Enciendo un cigarrillo, intentando serenarme. Me van a oir, los de Cartier. El ruido del tráfico se ha oscurecido, y las luces de la ciudad sólo son el telón de fondo de una escena vacía y solitaria. Yo aún quiero seguir enfadado un rato más, pero no tiene sentido que me quede aquí, soportando la humedad. Finalmente, me voy. Estoy tan furioso, que ni siquiera se me ocurre llamar a una substituta, para la Carlota.
Al día siguiente lo veo todo más claro, sólo porque me lo miro más tranquilo. Hay un problema, claro, pero no quiere decir que no tenga solución. Con Carlota, bastará una sentada para hablar francamente y poner mis condiciones: nada de coquetear con otros, sino lo nuestro se habrá acabado. Que como ella, hay muchas. Hasta haciendo cola, las tengo.
Y con el músico, aún lo tengo más fácil. El chico quiere un trabajo, ¿no? Pues muy bien, yo se lo voy a encontrar, el trabajo. Claro que a lo mejor no será aquí mismo, sino un poco lejos. En Madrid, o aún mejor, en Canarias. He de hacer unas cuantas llamadas, y la cosa es un poco más difícil de lo que creía, pero finalmente lo tengo a punto. Juan... bueno, da lo mismo, el caso es que necesita un músico para uno de sus hoteles en Tenerife. Ni hecho a medida, vaya.
Sólo me queda la parte más difícil. Llamo a Carlota y le expongo los hechos. Como esperaba, ella se deshace en excusas, me pide perdón, me explica que todo ha sido un malentendido. Me recalca lo mucho que le gustó, el brazalete, y que ya sabrá demostrarme lo agradecida que está. La dejo hablar. Sí que quiero perdonarla, pero también quiero que se lo gane. Antes de dar la cuestión por cerrada, las cosas deben volver a su sitio. Finalmente, le digo que no hablemos más, que todo el mundo se puede equivocar, y que no hemos de permitir que eso estropee nuestra relación.

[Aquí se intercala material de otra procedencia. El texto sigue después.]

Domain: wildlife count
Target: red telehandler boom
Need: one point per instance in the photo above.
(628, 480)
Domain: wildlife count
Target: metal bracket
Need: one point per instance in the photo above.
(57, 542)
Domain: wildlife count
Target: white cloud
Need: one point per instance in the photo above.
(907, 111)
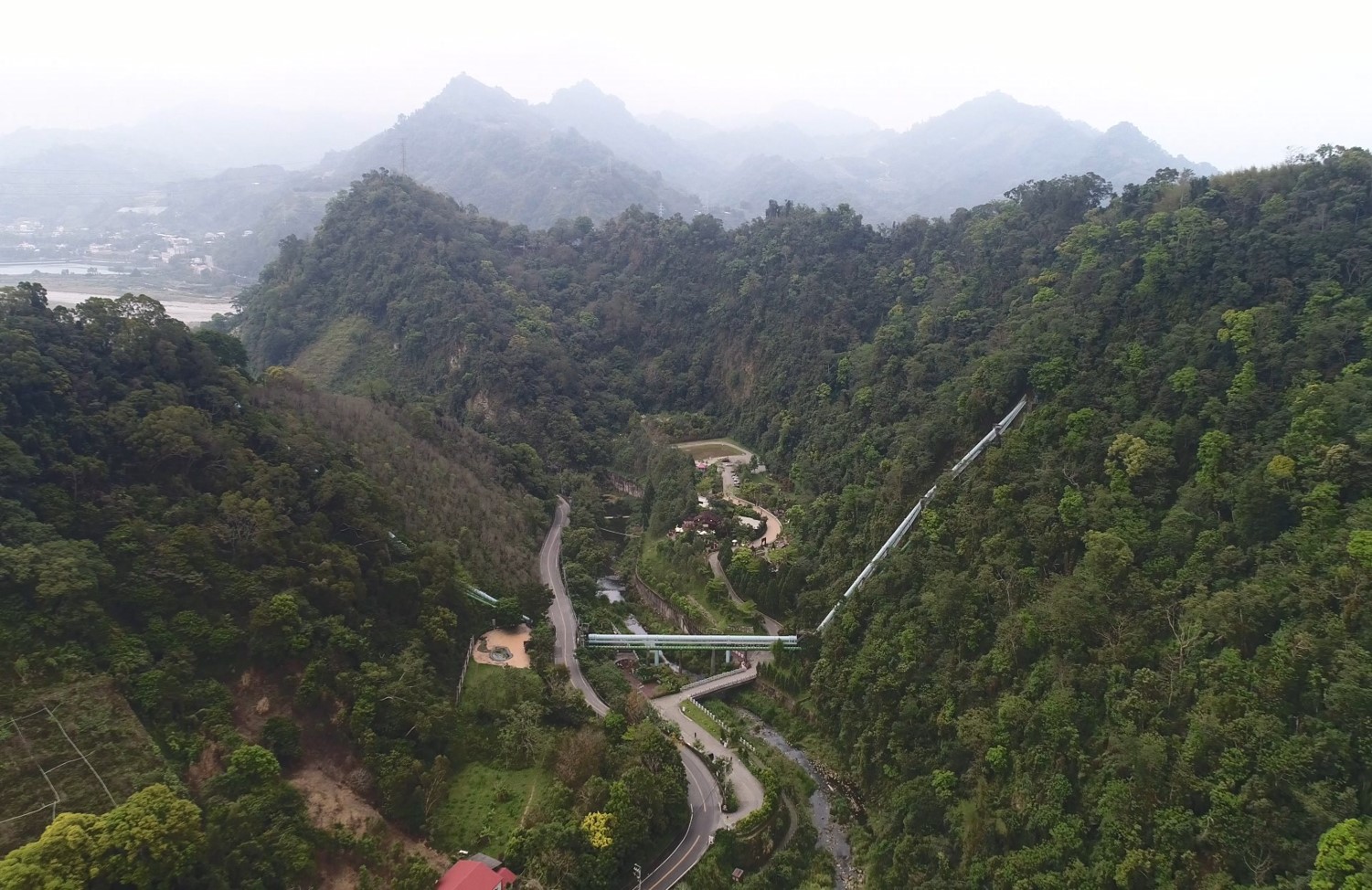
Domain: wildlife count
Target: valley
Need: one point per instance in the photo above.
(1102, 648)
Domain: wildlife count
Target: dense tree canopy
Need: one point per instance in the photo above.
(1131, 648)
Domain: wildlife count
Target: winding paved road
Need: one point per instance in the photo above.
(701, 791)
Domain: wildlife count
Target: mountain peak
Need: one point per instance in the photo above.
(586, 95)
(467, 95)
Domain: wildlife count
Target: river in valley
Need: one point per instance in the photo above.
(833, 837)
(189, 307)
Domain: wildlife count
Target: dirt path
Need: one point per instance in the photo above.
(770, 623)
(527, 804)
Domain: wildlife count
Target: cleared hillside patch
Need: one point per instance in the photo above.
(69, 747)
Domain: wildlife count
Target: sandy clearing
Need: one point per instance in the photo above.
(331, 802)
(512, 641)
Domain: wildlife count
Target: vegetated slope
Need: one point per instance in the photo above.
(1131, 648)
(585, 154)
(172, 525)
(486, 148)
(1133, 651)
(449, 483)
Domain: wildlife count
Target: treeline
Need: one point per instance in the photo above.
(1130, 648)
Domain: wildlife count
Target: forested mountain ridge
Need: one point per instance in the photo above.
(585, 154)
(175, 527)
(495, 153)
(1131, 648)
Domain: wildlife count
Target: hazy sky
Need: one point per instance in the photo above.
(1228, 82)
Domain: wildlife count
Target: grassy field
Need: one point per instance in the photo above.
(484, 805)
(707, 450)
(495, 689)
(48, 731)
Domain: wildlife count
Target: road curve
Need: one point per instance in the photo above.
(701, 791)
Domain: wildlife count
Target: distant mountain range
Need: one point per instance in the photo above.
(582, 154)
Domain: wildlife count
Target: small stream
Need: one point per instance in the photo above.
(832, 834)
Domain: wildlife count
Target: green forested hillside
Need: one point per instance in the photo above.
(170, 525)
(1127, 651)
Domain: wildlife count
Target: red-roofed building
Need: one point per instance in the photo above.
(473, 875)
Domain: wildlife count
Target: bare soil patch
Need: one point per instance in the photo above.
(514, 641)
(331, 801)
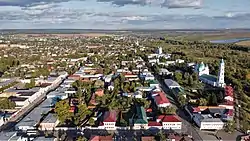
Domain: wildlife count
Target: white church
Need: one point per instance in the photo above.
(205, 77)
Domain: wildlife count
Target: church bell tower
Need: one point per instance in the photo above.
(220, 80)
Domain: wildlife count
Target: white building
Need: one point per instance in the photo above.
(170, 122)
(171, 83)
(207, 122)
(216, 81)
(159, 50)
(109, 120)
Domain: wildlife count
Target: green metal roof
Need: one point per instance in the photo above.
(209, 77)
(153, 82)
(141, 117)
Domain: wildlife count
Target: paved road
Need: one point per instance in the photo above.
(187, 127)
(237, 110)
(21, 113)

Al colgar el teléfono, vuelvo a estar satisfecho. Todo se ha resuelto rápida y eficazmente. Y ha quedado claro que yo tenía la razón. Y a la Carlota, también. Y me gusta que, como hemos quedado, sea ella quien llame al músico, para decirle que tiene que irse. No hay que preocuparse, en el fondo. Si eres decidido, la suerte te ayuda, y las cosas te salen bien. Como me pasa a mí, bien mirado.
* * * * * * * * * *
- Hola? Oye, soy yo, Carlota. Chaval, lo conseguimos. Ya te ha conseguido un trabajo, en Tenerife. Sí, yo también me alegro, más que nada, por tí. Creo que te la mereces, una oportunidad. Y por eso, no sufras. Ya te dije que es muy celoso, y que una cosa así lo volvería loco. Además, que ya hacía tiempo que se andaba buscando una jugada así. Se la ha ganado. Sí, empiezo a estar harta, de que me considere una propiedad suya, y cualquier día tendré que enviarlo a paseo. Pero ahora mismo, no puedo hacerlo. Ya viste el brazalete.
Puede que eso sea venderme, pero al menos, me lo hago pagar caro. Y a alguien como él, miro de darle lo menos posible. Por eso estoy contenta de haber podido hacerte el favor. No, no me lo agradezcas, tonto. ¿Para qué están los amigos, si no? Sólo espero que te vayan bien las cosas. Y por mí, no te preocupes. Ya saldré adelante.